“Go back to the chest,” she cried petulantly. “This isn’t the proper time for nonsense; we are talking business. You will give him the money at once, won’t you?”
“I must think it over. Two hundred pounds!”
“It is nothing to you—everything to us.”
“To him.”
“To him—that is what I meant. Open the bureau; get your check-book. It will only take a moment.”
“There is no hurry. I never rush things. I’ll talk the affair over with Edred to-morrow—no, on Wednesday, before I drive in to market. To-morrow I must see old Crisp, of the Flagon House, about that rye of his.”

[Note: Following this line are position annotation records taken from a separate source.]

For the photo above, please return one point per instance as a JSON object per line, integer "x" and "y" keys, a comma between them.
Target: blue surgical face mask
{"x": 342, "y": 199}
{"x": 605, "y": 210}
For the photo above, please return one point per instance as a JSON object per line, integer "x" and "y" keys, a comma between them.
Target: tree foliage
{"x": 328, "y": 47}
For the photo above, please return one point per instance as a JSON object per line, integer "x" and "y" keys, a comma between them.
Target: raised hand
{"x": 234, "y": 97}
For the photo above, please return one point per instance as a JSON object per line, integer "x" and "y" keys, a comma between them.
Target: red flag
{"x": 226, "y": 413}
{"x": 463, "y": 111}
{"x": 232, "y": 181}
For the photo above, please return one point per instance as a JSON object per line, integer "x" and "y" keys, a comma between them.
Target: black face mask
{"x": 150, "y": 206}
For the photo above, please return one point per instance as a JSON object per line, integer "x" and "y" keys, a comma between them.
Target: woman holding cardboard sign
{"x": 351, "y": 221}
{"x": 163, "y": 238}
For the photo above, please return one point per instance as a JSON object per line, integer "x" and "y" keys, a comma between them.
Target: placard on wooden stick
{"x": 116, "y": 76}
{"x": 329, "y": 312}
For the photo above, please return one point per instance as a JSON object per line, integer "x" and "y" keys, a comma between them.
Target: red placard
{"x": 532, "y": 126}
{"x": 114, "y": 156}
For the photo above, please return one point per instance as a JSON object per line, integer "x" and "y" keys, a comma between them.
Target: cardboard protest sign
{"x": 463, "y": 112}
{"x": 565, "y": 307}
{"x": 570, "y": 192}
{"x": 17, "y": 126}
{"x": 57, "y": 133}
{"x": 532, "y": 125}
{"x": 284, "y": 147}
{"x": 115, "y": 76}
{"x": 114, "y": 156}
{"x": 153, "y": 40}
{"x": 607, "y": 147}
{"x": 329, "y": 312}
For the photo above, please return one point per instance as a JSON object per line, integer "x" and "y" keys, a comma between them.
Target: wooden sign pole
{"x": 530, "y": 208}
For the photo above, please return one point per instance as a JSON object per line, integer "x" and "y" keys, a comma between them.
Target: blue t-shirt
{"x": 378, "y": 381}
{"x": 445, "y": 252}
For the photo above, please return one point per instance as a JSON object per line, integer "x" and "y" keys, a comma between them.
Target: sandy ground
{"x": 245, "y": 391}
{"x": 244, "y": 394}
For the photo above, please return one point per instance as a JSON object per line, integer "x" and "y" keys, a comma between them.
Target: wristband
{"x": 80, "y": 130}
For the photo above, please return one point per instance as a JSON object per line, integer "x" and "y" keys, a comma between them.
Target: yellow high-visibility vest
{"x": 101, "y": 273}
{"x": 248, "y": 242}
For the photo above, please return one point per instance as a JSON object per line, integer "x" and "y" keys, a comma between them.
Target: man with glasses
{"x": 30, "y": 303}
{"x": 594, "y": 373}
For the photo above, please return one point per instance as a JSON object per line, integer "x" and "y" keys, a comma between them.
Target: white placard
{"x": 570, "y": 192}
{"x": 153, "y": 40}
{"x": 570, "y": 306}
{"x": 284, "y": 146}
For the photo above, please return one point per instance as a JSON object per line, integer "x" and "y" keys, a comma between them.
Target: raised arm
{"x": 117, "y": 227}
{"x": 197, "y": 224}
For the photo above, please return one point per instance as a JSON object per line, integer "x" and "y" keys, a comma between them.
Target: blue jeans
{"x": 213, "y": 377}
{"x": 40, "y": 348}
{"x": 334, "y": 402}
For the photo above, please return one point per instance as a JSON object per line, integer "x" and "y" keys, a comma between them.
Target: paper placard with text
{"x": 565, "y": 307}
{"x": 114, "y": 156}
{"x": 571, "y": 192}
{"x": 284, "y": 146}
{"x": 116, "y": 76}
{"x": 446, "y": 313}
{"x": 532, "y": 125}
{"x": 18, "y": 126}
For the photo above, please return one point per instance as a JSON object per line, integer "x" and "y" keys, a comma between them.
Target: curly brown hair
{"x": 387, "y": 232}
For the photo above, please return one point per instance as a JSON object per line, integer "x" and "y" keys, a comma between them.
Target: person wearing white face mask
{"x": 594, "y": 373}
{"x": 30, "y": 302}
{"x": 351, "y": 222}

He pulled a wan, white jasmine bloom to pieces slowly, put his head half out of the window into the damp, scented air, and said casually that a couple of bats had flown out of the ivy.
Her palms tingled with rage and despair. This matter of two hundred pounds was nothing to him. The clock in the dining-parlor struck nine very softly; on the hedge across the road a nightingale was performing a sad recitative. She jumped to her feet in a passion.
“If you don’t promise to give him the two hundred pounds to-morrow morning, I’ll go away—I won’t marry you,” she cried.
Jethro only laughed. He felt so secure. The wedding was to be in six weeks; workmen were coming out from Liddleshorn to-morrow to fit up the bathroom and paint the place. Nearly every day a young woman came with things from the draper’s at Liddleshorn. It was all settled. But she looked pretty in a passion. He rose heavily from the chest again.